Dalam politik itu, apa yang tersurat, belum tentu apa yang tersirat. Apa yang terlihat belum tentu apa yang termakna. Hari kemarin kita melihat Demo Mahasiswa yang berujung penyerangan pada seorang tokoh buzzer bernama AA. Apakah yang tersirat? Baiklah, pada dasarnya demo sering diartikan sebagai mekanisme menyuarakan aspirasi, mengeluarkan uneg-uneg, alias kritik atau bahasa kerennya protes. Di alam demokrasi, mekanisme menyuarakan aspirasi atau protes itu dilindungi undang-undang.
Semua tahu, wacana 3 periode adalah cek ombak.Pikiran semacam itu aja sudah jahat, dan membahayakan demokrasi. Jadi kalo presiden tidak tahu itu ya mustahil. Wacana 3 periode bisa dikatakan sebagai cek ombak, yang jika rakyat setuju dilanjut, tapi jika banyak yang protes ya berhenti. Ini jika issu sebagai modus. Tapi jika berencana tetap lanjut, meski gaduh, maka ditengarai issue sebagai pola. Ini yang bahaya. Berkali presiden bilang akan taat konstitusi, ya kalo pasal masa jabatan presiden undang-undangnya diamandemen menjadi 3 periode, namanya maksa. Maka demo mahasiswa itu penting, khususnya soal batasan kekuasaan presiden. Karena sudah kodratnya bahwa power tends to corrupt. Kekuasaan terlebih yang terlalu lama mencengkeram cenderung untuk disalahgunakan. Dan demo adalah mekanisme kontrol terhadap hegemoni kekuasaan.
Maka tidak ada asap jika tidak ada api. Bukan kali pertama muncul dipermukaan.
Pada Oktober 2019, sesaat setelah selesai Pemilu, isu serupa juga jadi pembahasan. Kala itu diungkapkan pertama oleh Sekjen Fraksi Partai Nasdem Jhony G Plate. Lalu wacana itu kembali digulirkan oleh Muhaimin, disusul ketua parpol lainnya dari Golkar, Airlangga Hartarto, dan dari PAM Zulkifli Hasan. Jadi jangan cuma bisa salahkan mahasiswa, ini hanya sebagai akibat dari orang-orang diatas yang mengeluarkan wacana tersebut. Para wakil rakyat di DPR diam, cenderung mengamini. Lalu bagaimana caranya menyampaikan protes jika tidak dengan demo. Jangan cuman menyalahkan akibat tapi lupa mencari sebab. Demo hanyalah salah satu akibat. Yang tak terpikir sebelumnya adalah pemerintah selaku pihak bermasalah yang mau didemo atau diprotes justru merancang skenario demo sendiri yang difasilitasi oleh polisi dan Setneg.

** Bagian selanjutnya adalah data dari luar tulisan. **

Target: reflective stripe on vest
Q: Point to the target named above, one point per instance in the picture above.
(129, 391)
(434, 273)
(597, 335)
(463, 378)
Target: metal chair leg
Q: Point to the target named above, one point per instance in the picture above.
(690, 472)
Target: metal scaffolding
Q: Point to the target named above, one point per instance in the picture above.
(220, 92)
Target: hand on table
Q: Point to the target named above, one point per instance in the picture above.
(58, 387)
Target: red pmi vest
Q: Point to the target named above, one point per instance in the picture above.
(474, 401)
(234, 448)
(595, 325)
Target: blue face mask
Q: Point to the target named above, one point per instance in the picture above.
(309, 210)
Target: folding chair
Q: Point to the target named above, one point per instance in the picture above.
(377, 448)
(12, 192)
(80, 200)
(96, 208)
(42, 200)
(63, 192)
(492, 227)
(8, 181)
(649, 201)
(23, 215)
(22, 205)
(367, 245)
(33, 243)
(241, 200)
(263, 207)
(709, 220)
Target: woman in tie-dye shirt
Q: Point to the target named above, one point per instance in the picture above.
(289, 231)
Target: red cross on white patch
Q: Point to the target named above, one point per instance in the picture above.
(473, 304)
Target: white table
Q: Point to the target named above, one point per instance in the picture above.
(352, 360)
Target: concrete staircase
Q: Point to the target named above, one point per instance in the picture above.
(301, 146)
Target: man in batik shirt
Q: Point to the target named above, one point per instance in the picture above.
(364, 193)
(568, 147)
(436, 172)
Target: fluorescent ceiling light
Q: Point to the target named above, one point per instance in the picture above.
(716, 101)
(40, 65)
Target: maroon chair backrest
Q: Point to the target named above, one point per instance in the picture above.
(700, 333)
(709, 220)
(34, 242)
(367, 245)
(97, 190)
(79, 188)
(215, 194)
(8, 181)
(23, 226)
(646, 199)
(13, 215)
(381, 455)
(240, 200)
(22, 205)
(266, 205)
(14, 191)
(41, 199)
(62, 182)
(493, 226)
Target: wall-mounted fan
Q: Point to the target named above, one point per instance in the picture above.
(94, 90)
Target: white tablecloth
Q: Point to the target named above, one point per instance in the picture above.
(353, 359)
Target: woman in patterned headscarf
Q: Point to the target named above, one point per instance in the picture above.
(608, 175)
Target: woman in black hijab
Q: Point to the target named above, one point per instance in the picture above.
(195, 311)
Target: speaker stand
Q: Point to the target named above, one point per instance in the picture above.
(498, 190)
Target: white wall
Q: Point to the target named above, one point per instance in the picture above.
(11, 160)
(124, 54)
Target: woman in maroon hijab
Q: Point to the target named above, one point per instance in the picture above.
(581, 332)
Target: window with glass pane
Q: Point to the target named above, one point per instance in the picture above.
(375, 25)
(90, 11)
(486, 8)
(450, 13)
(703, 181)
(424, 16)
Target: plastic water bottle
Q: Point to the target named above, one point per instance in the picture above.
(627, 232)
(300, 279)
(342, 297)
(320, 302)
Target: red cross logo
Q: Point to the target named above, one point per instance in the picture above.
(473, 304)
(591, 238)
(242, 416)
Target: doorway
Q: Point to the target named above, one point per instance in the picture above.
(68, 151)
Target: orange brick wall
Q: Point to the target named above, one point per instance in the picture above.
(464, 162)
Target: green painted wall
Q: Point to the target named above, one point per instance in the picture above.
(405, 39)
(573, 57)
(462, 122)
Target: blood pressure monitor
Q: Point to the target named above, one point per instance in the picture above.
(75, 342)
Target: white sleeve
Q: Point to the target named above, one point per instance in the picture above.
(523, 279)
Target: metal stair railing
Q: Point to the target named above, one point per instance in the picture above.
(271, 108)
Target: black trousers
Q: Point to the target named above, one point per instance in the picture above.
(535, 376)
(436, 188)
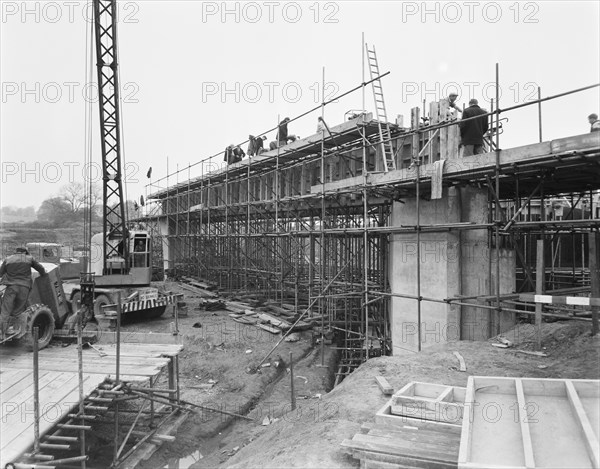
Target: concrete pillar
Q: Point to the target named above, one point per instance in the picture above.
(165, 232)
(452, 263)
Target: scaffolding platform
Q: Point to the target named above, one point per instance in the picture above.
(59, 390)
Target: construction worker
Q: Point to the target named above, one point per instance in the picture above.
(282, 134)
(473, 130)
(16, 270)
(452, 103)
(594, 123)
(233, 154)
(255, 145)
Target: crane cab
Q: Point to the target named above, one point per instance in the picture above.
(132, 265)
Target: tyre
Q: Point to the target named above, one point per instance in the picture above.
(99, 301)
(76, 301)
(41, 317)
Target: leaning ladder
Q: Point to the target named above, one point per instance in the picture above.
(389, 162)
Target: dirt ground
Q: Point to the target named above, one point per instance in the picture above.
(310, 436)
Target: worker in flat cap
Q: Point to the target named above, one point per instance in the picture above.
(594, 122)
(16, 270)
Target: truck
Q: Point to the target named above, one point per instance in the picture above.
(118, 271)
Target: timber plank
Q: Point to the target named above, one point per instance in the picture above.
(424, 451)
(24, 439)
(10, 378)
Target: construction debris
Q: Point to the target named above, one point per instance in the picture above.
(383, 384)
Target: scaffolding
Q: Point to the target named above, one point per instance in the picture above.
(309, 224)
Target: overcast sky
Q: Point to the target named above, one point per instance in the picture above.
(197, 76)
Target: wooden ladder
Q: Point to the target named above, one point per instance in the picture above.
(389, 162)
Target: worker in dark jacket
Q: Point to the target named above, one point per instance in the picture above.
(473, 130)
(16, 270)
(282, 134)
(594, 122)
(233, 154)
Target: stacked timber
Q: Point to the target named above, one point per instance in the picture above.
(402, 446)
(202, 289)
(271, 318)
(419, 427)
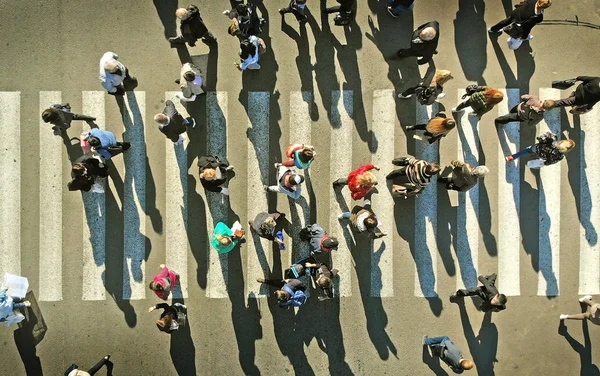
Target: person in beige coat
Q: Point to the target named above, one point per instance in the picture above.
(463, 176)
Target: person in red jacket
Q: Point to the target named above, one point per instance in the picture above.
(360, 181)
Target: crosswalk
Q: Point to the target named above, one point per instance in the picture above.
(259, 259)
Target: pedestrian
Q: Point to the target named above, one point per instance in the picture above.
(592, 311)
(214, 173)
(320, 241)
(75, 371)
(164, 282)
(87, 172)
(548, 149)
(423, 44)
(463, 176)
(521, 20)
(481, 99)
(584, 97)
(439, 126)
(427, 94)
(192, 28)
(250, 50)
(172, 317)
(289, 291)
(288, 182)
(529, 111)
(412, 176)
(492, 300)
(360, 181)
(190, 83)
(300, 156)
(172, 124)
(297, 7)
(8, 304)
(447, 351)
(395, 7)
(60, 116)
(267, 226)
(114, 76)
(364, 221)
(224, 239)
(104, 142)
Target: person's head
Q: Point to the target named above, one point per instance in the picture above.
(366, 179)
(480, 171)
(466, 364)
(161, 119)
(50, 114)
(493, 96)
(427, 34)
(543, 4)
(442, 76)
(565, 146)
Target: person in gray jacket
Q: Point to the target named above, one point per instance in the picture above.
(463, 176)
(447, 351)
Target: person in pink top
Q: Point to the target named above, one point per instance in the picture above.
(164, 282)
(360, 181)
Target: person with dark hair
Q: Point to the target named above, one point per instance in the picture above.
(172, 317)
(492, 300)
(192, 27)
(60, 116)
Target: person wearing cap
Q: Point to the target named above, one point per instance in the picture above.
(423, 44)
(172, 124)
(113, 74)
(288, 182)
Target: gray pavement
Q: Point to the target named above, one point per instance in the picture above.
(55, 46)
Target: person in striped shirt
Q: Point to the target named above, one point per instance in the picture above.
(413, 176)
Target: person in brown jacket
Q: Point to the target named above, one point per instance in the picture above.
(463, 176)
(438, 127)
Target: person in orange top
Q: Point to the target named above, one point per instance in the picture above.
(360, 181)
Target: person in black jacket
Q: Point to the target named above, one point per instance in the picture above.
(192, 27)
(213, 174)
(423, 44)
(172, 124)
(492, 300)
(527, 14)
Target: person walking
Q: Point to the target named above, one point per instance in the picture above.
(105, 143)
(297, 7)
(300, 156)
(427, 94)
(320, 241)
(591, 313)
(364, 221)
(164, 282)
(360, 181)
(172, 317)
(412, 176)
(423, 44)
(214, 173)
(481, 99)
(548, 149)
(288, 182)
(463, 176)
(529, 111)
(60, 116)
(439, 126)
(224, 239)
(492, 300)
(447, 351)
(172, 124)
(521, 20)
(114, 76)
(75, 371)
(192, 28)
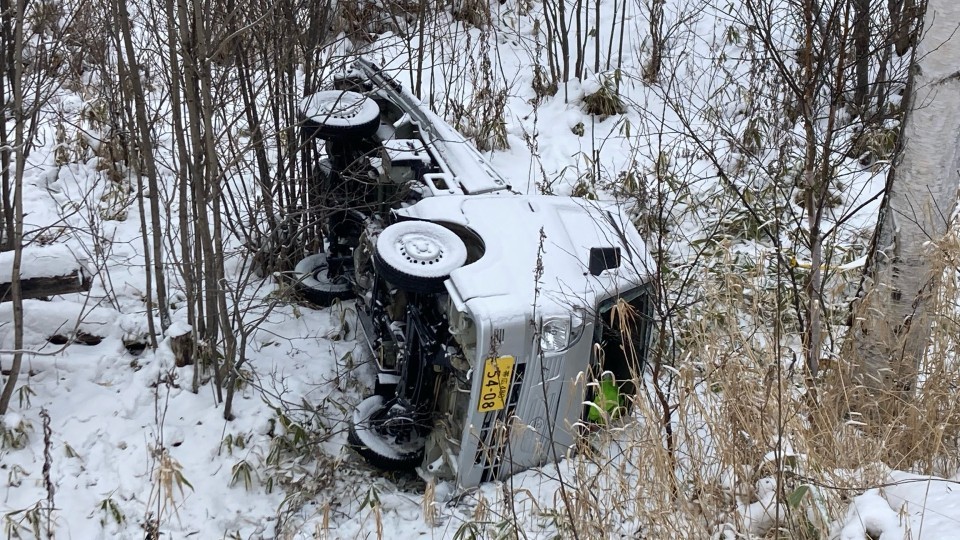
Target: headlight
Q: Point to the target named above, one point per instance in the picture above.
(555, 335)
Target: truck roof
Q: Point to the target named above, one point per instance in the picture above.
(503, 282)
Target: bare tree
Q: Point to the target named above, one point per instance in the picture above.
(892, 326)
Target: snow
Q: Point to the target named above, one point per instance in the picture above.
(124, 426)
(906, 506)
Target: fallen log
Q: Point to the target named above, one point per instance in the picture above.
(44, 271)
(40, 287)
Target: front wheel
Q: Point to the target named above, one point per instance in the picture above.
(315, 285)
(386, 435)
(418, 256)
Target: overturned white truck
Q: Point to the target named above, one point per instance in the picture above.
(491, 315)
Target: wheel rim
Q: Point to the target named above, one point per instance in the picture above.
(386, 432)
(421, 249)
(312, 273)
(336, 108)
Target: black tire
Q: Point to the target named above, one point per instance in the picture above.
(374, 446)
(335, 114)
(425, 271)
(314, 286)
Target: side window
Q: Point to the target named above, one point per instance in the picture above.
(622, 337)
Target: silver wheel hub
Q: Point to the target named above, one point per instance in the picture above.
(420, 249)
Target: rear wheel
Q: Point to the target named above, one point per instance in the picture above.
(334, 114)
(314, 284)
(386, 435)
(418, 256)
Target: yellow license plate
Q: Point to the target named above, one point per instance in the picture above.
(496, 383)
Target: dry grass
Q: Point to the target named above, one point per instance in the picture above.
(746, 427)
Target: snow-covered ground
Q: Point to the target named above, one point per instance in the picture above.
(113, 441)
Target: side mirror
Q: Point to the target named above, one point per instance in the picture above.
(603, 259)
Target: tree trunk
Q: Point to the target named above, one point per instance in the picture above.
(20, 144)
(892, 327)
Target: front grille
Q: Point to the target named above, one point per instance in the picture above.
(492, 451)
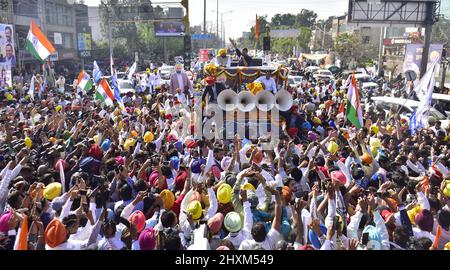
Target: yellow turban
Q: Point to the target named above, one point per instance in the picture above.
(223, 52)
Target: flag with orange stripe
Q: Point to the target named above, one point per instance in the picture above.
(37, 43)
(104, 93)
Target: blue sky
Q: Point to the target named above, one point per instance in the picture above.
(244, 11)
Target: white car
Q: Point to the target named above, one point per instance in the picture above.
(407, 107)
(366, 81)
(323, 74)
(125, 87)
(444, 99)
(312, 69)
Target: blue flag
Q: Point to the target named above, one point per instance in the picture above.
(419, 119)
(97, 73)
(115, 86)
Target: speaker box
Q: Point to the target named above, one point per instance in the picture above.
(256, 62)
(266, 43)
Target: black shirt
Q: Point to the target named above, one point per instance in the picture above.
(247, 58)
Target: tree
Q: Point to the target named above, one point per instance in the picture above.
(441, 31)
(304, 38)
(262, 22)
(350, 47)
(283, 20)
(306, 18)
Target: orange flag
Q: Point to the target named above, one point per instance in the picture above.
(438, 236)
(257, 28)
(23, 237)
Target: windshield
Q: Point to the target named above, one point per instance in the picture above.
(364, 79)
(125, 85)
(325, 72)
(298, 79)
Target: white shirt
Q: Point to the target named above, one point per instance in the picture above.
(180, 81)
(181, 97)
(272, 237)
(418, 233)
(112, 243)
(269, 84)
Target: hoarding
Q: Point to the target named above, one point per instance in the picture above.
(84, 42)
(169, 29)
(7, 52)
(413, 57)
(5, 76)
(204, 55)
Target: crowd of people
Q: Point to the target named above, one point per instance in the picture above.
(79, 175)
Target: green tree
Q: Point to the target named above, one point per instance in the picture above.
(306, 18)
(441, 31)
(304, 38)
(350, 47)
(287, 19)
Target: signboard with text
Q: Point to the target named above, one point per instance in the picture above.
(169, 29)
(5, 76)
(413, 57)
(204, 55)
(84, 42)
(7, 52)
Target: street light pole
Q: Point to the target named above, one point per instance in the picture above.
(217, 32)
(204, 23)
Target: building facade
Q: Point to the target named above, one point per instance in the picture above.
(94, 19)
(57, 20)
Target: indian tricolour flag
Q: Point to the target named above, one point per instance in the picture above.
(37, 43)
(353, 110)
(84, 81)
(104, 93)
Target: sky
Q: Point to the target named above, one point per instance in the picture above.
(243, 14)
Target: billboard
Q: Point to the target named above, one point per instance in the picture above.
(169, 29)
(5, 76)
(413, 57)
(204, 55)
(384, 12)
(7, 53)
(84, 42)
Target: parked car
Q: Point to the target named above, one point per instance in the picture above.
(125, 86)
(312, 69)
(444, 101)
(323, 74)
(407, 107)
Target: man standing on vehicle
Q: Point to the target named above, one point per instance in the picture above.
(179, 80)
(269, 82)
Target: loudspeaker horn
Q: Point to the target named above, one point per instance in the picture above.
(284, 100)
(265, 101)
(227, 100)
(246, 101)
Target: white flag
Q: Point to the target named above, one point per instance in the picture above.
(132, 71)
(32, 87)
(423, 86)
(419, 119)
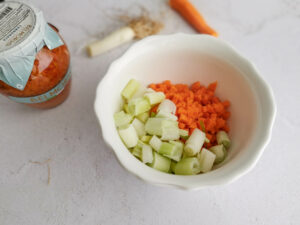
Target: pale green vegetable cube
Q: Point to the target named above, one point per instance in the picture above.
(146, 138)
(223, 139)
(121, 118)
(147, 154)
(143, 117)
(220, 152)
(173, 166)
(130, 89)
(160, 163)
(178, 151)
(155, 97)
(170, 133)
(138, 105)
(206, 159)
(183, 133)
(139, 127)
(129, 136)
(137, 152)
(153, 126)
(167, 149)
(155, 143)
(188, 166)
(195, 142)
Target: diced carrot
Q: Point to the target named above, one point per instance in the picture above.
(196, 104)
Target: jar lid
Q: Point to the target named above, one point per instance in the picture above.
(23, 33)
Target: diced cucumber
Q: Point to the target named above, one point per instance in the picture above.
(183, 133)
(173, 166)
(130, 89)
(121, 118)
(172, 150)
(129, 136)
(139, 127)
(167, 106)
(146, 139)
(137, 152)
(167, 149)
(155, 143)
(178, 151)
(125, 107)
(160, 163)
(143, 117)
(170, 133)
(137, 106)
(155, 97)
(220, 152)
(223, 139)
(195, 142)
(154, 126)
(147, 154)
(188, 166)
(206, 159)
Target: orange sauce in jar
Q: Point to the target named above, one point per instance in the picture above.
(50, 67)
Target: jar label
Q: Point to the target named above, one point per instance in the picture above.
(48, 95)
(17, 22)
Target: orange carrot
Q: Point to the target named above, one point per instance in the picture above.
(197, 107)
(190, 13)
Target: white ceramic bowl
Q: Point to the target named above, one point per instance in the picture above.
(188, 58)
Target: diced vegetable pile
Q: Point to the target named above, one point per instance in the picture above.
(157, 140)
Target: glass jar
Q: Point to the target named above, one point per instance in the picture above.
(45, 75)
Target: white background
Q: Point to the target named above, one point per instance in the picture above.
(89, 187)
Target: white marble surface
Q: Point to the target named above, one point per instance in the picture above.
(89, 187)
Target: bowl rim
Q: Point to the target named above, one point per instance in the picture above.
(186, 182)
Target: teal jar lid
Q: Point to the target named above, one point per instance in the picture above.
(23, 33)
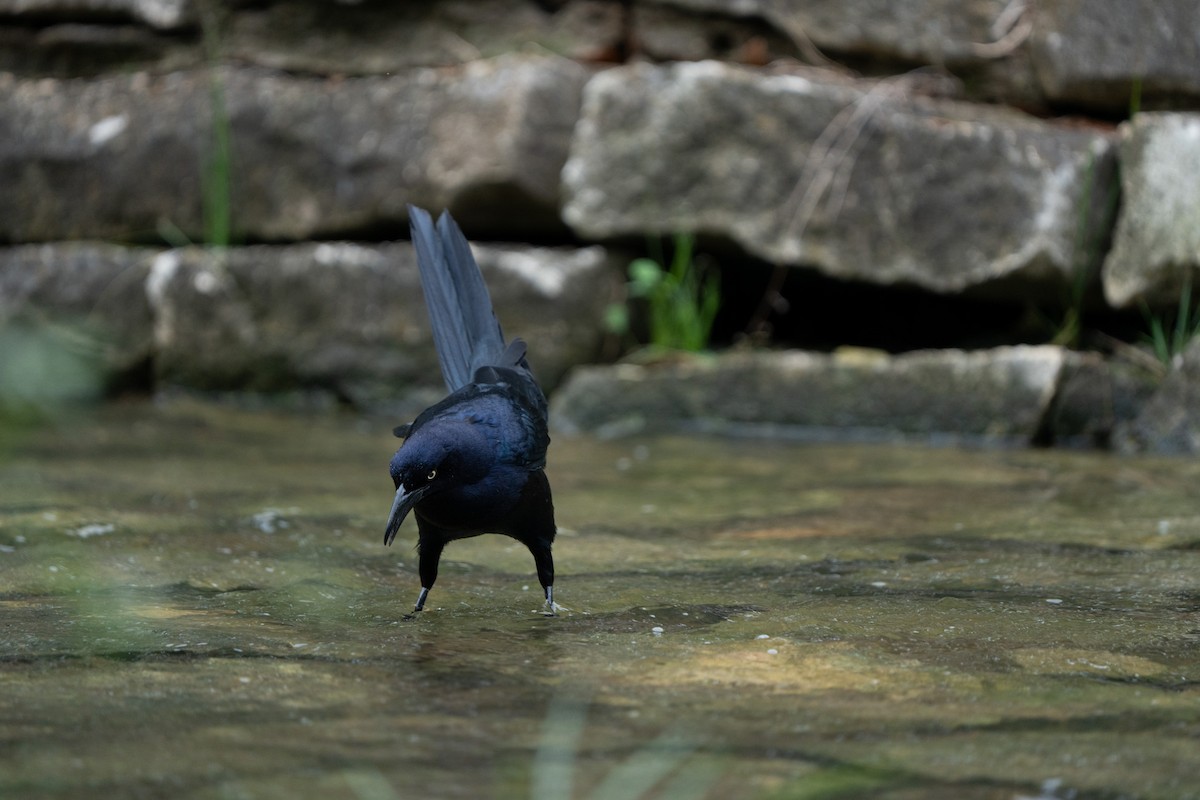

Dan terjadilah pertunjukan demo 114.
Terjadilah Demo yang disebut DEMO PLAT MERAH.
Namanya saja DEMO PLAT MERAH tentu ngga pake water cannon, gak ada pasukan anti huru-hara, gak ada tank, gak ada dorong-dorongan, gak ada gulungan kawat berduri. Sebelumnya Kapolri juga bilang bahwa polisi harus humanis, demikian juga panglima TNI bilang tentara tidak akan represif dan bertindak profesional. Ya iyalah humanis dan gak represif, wong bolone dhewe yang main sinetron demo kemarin.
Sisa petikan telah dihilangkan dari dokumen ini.